De acuerdo con un sondeo realizado por este Diario el 19 de enero pasado a 326 bachilleres, el 69,7% contestó que la evaluación del Conea no incidió en la elección del lugar donde va a estudiar, mientras que el 28,8%, respondió que sí. El 1,5% no contestó.
No obstante, en centros como la Universidad Cristiana Latinoamericana no se logró evitar la deserción. El director de la extensión en esta ciudad, máster Iván Cisneros, estima que al menos unos 20 alumnos, de los 300 que hay en Guayaquil, se retiraron, aunque no oficialmente, desde que se conoció el informe del Conea. Eso pese a que las explicaciones se dieron de aula en aula y hasta en los sitios webs.
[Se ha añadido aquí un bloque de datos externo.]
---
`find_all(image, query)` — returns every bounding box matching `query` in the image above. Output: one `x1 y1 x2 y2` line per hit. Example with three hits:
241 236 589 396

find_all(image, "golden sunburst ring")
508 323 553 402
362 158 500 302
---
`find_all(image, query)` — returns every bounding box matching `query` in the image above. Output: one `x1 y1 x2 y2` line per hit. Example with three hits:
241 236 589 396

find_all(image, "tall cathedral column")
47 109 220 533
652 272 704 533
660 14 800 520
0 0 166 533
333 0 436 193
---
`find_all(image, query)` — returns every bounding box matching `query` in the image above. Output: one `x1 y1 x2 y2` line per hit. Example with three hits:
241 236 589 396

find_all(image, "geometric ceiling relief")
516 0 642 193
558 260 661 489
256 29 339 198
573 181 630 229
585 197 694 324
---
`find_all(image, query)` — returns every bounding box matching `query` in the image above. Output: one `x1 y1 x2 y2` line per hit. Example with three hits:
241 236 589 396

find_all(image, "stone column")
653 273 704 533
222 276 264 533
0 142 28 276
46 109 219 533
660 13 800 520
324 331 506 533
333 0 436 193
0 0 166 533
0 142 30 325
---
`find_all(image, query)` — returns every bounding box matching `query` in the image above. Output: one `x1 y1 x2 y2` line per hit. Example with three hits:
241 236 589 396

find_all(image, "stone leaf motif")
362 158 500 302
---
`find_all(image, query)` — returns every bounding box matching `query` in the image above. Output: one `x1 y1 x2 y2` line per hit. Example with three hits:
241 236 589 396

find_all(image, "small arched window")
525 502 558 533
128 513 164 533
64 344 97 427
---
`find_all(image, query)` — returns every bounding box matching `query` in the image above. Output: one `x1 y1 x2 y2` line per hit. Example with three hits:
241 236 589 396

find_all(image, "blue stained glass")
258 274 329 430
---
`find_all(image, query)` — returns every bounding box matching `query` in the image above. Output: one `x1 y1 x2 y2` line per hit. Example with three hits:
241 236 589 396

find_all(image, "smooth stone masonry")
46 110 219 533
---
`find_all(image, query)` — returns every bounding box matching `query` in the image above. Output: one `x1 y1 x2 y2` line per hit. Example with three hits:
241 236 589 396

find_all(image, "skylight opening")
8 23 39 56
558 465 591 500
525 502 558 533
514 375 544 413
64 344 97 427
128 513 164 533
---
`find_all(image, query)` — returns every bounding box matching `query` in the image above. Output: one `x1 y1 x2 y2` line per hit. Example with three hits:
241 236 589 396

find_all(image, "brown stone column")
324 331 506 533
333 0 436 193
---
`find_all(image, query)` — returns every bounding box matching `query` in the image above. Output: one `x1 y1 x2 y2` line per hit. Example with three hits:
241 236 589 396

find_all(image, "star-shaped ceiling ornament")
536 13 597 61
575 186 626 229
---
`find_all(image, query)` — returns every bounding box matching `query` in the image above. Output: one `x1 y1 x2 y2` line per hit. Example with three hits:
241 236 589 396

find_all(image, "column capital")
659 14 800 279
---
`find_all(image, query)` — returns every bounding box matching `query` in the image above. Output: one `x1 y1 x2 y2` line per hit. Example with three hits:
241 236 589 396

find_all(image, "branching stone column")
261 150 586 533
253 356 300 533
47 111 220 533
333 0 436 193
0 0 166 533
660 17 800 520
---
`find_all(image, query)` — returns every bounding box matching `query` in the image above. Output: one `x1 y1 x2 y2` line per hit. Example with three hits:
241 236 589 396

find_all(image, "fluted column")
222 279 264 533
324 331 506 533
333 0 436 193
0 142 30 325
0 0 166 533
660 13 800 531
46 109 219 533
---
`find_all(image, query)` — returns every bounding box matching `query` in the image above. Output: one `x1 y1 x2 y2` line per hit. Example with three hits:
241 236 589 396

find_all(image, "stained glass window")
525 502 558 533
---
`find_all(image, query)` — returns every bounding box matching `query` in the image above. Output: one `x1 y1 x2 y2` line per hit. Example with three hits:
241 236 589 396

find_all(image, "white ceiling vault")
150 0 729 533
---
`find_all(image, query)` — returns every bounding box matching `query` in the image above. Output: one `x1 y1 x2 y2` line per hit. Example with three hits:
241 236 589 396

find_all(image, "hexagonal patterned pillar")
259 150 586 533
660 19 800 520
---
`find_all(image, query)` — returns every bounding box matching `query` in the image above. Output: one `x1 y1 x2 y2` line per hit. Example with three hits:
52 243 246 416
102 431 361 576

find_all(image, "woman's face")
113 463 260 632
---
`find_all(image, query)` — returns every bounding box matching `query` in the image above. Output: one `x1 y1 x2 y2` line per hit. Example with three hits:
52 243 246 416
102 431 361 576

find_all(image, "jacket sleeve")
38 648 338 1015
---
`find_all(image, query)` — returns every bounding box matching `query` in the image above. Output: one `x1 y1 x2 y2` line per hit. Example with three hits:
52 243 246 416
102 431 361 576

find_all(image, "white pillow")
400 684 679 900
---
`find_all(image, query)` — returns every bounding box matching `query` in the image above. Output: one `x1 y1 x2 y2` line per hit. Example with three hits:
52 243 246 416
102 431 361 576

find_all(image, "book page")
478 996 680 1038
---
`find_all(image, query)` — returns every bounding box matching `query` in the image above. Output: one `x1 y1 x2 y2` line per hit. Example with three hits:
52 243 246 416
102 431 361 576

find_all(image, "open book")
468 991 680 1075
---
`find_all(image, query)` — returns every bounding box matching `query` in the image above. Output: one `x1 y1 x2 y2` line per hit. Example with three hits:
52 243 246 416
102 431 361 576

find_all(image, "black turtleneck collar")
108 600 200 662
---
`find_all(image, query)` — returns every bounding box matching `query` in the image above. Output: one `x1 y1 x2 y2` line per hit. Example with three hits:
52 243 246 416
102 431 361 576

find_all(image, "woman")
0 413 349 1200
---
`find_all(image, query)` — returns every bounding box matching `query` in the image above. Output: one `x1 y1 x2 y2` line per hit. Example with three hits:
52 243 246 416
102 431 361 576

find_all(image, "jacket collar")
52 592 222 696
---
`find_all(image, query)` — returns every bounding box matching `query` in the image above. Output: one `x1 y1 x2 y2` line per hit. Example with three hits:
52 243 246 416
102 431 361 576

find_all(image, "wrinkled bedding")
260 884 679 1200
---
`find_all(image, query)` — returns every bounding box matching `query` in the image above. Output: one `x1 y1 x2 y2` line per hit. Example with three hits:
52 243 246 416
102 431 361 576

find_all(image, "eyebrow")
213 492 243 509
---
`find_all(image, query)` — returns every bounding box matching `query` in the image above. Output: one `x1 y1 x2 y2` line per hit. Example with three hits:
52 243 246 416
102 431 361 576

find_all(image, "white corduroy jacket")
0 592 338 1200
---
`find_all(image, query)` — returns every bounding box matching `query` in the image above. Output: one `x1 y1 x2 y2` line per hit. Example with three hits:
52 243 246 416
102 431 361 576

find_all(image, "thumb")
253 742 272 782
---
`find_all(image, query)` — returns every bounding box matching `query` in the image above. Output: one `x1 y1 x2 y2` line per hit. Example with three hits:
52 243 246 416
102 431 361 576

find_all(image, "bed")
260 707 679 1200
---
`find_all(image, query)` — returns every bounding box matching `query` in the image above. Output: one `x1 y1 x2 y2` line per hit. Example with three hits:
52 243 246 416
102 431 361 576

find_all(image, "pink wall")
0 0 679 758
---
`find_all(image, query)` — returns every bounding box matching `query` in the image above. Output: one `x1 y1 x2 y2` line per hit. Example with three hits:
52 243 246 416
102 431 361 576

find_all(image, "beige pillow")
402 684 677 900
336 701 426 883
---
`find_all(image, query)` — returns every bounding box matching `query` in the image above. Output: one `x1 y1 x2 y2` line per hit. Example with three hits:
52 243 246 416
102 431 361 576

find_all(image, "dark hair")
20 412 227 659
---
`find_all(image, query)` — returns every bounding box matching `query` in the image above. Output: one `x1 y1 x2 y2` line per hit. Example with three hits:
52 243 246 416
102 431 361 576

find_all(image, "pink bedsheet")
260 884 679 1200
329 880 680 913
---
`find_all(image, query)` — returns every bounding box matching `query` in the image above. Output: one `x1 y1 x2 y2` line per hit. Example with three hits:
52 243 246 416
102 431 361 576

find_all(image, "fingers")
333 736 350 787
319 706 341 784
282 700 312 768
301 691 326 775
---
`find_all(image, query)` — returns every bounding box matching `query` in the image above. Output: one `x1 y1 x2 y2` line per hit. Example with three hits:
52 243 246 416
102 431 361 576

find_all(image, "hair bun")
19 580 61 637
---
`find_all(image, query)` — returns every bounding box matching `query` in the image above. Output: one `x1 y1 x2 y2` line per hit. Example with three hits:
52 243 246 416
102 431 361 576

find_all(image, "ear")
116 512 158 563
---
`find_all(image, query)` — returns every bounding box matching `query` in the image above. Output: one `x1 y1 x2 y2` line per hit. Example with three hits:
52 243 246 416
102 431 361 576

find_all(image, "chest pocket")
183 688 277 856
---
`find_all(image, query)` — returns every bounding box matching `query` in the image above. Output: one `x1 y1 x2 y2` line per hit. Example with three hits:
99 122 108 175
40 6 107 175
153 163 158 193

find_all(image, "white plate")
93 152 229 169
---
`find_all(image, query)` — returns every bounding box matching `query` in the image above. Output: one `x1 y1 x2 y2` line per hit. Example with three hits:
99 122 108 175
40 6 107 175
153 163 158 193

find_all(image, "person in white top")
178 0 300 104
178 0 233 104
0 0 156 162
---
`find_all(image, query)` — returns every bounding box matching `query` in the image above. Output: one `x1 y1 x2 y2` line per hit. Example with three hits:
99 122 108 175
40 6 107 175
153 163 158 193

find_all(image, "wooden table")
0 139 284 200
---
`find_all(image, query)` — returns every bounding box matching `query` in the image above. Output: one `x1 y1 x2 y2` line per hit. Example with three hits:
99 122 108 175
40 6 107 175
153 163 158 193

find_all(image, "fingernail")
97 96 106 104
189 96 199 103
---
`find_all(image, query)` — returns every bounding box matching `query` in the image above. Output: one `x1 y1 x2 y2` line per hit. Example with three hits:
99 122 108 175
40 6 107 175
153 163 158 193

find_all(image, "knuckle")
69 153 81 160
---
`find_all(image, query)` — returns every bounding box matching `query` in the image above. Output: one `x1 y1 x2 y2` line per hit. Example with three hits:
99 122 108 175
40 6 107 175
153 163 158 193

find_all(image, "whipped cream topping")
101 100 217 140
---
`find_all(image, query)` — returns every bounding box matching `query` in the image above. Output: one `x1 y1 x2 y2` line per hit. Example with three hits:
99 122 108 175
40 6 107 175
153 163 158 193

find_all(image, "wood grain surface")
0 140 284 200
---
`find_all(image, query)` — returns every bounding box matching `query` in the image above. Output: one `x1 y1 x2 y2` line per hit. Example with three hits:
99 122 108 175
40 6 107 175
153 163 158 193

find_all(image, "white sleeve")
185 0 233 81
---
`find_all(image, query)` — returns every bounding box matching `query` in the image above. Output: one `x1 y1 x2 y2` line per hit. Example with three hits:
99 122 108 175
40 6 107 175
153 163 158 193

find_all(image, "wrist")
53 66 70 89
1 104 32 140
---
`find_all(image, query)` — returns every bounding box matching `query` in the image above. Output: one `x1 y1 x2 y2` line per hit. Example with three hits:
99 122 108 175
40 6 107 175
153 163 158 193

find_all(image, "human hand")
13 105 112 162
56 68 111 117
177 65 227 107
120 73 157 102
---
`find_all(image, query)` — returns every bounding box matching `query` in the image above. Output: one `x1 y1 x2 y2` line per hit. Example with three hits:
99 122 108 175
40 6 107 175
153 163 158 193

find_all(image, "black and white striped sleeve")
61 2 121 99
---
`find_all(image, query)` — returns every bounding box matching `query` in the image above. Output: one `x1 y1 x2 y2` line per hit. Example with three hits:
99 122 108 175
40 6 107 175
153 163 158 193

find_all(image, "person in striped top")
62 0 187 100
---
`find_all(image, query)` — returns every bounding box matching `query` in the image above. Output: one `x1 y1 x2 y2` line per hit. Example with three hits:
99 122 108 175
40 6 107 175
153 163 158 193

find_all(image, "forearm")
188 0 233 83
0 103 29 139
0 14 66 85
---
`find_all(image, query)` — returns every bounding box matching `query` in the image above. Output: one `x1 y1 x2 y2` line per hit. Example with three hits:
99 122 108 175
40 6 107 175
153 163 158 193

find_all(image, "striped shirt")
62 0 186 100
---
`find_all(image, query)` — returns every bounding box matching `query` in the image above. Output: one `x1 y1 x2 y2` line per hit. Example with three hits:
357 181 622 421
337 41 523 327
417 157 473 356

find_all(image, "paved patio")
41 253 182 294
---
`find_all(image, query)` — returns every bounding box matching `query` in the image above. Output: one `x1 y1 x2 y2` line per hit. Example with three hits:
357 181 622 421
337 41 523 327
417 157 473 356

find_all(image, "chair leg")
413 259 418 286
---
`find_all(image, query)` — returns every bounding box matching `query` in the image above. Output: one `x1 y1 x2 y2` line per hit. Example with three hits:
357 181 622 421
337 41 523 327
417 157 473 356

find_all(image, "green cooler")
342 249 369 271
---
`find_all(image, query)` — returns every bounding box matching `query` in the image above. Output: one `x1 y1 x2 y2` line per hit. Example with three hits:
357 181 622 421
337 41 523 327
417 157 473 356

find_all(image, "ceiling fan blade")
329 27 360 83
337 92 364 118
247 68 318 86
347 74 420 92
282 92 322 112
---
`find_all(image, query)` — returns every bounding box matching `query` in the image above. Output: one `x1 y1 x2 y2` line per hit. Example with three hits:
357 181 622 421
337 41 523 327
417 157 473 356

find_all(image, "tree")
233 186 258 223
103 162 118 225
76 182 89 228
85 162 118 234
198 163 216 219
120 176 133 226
Los rectores pidieron calma a sus alumnos, pues la primera información fue que el Conea resolvía el cierre de las 26 universidades.
Representantes de la Universidad Tecnológica Empresarial de Guayaquil (UTEG) como de la Metropolitana reconocen que sí hubo un impacto en la imagen de estos centros, pero aseguran que ha sido mínima.
Galo Cabanilla, rector de la UTEG, afirma que pese a que aún no se pueden medir las consecuencias en cuanto a número de estudiantes se refiere, porque los preuniversitarios en esa universidad empiezan el 22 y 27 de febrero y otros dos en marzo, el alumnado se mantuvo en 1.200 estudiantes.
Para el pre tienen previsto abrir cuatro aulas con un cupo de 200 alumnos y ya se ha registrado el 50%. Asegura además que hace dos semanas se presentó un informe al Presidente de la Asamblea Nacional en el que demostró “que esa evaluación no tuvo sustento técnico, ni jurídico; y tampoco tuvo efectos vinculantes para que se concrete el cierre de las 26 universidades”.
La Universidad Metropolitana ha crecido en el 500% en los últimos dos años, y este año tiene previsto abrir 5.000 cupos en el preuniversitario que se hace en abril, asegura el director general, Sebastián Cárdenas. En el 2009 se dieron 1.200 cupos.
Desde noviembre pasado, agrega, hemos visto que ha crecido el interés de los estudiantes que salen del bachillerato.
En todos los casos se han mantenido los mismos costos en matrículas y pensiones para este año, así como la información sobre la calidad académica al momento de la inscripción del alumnado.
Detalles: Antecedente
Calificación
El 29 de enero pasado, representantes de las 26 universidades con calificación E acudieron a la Asamblea Nacional para analizar los parámetros que utilizó el Conea para la evaluación.